How Will COVID-19 Affect Colleges and Universities?

The coronavirus has closed colleges and universities around the world, moving all courses online. Even in places that aren’t on total lockdown, schools have closed to prevent the spread of COVID-19 among the students.

In the immediate future, faculty and staff will scramble to reorganize curriculums and class schedules. Students will have to adjust to distance learning.

However, school closures due to COVID-19 will have other, less visible effects:

  • Pandemic closures will affect enrollment in higher education for at least the next year. According to an article in EdSurge, current high school students won’t be able to take college entrance exams like the ACT and the SAT like normal. USC Rossier School of Education faculty member Doug Lynch notes that this “could impact next year’s enrollments in higher ed.”
  • College students currently training to be teachers won’t be able to fulfill their in-person practicum requirements for their degree, meaning there could be a shortage of K-12 teachers in schools next year.
  • The shift in the university model from campus to online platforms is exposing weaknesses in current funding models, according to EdSurge. To survive, some campuses are overly dependent on international student tuition, which is unattainable at the moment. Schools will need to make changes to stay afloat financially.
  • Some families will begin to question whether the “college experience” is worth the cost, as they continue to pay full tuition only for students to learn from their homes.
  • During this time of entirely online learning, people will discover or look to cheaper alternatives for knowledge and training. Recent years have seen a proliferation of online courses and boot camps that cost significantly less than university tuition—some are completely free. It’s plausible that more learners will rely on alternative online courses than traditional universities to learn the skills needed to improve their job prospects in the economic downturn caused by the COVID-19 pandemic.
  • Temporary government intervention, like the extension of the Pell Grant program, could help higher education weather the crisis.

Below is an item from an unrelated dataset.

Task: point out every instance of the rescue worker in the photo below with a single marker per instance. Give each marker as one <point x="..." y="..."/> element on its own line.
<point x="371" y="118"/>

The highly specialized nature of health sciences makes the field more resilient to changes. Most health science students will continue to stick with traditional university courses and curricula. However, it’s more important than ever that colleges and universities adapt, and that health sciences education moves more toward online learning to maximize accessibility, flexibility, and affordability.

With online learning, educators have a variety of tools and programs at their disposal to help students of every discipline, and it’s imperative that they use them now. Adjusting and making changes to preserve health science education will ensure that the health professionals entering the workforce today will receive the training they need before they enter the field and be better equipped to deal with this kind of disaster in the future.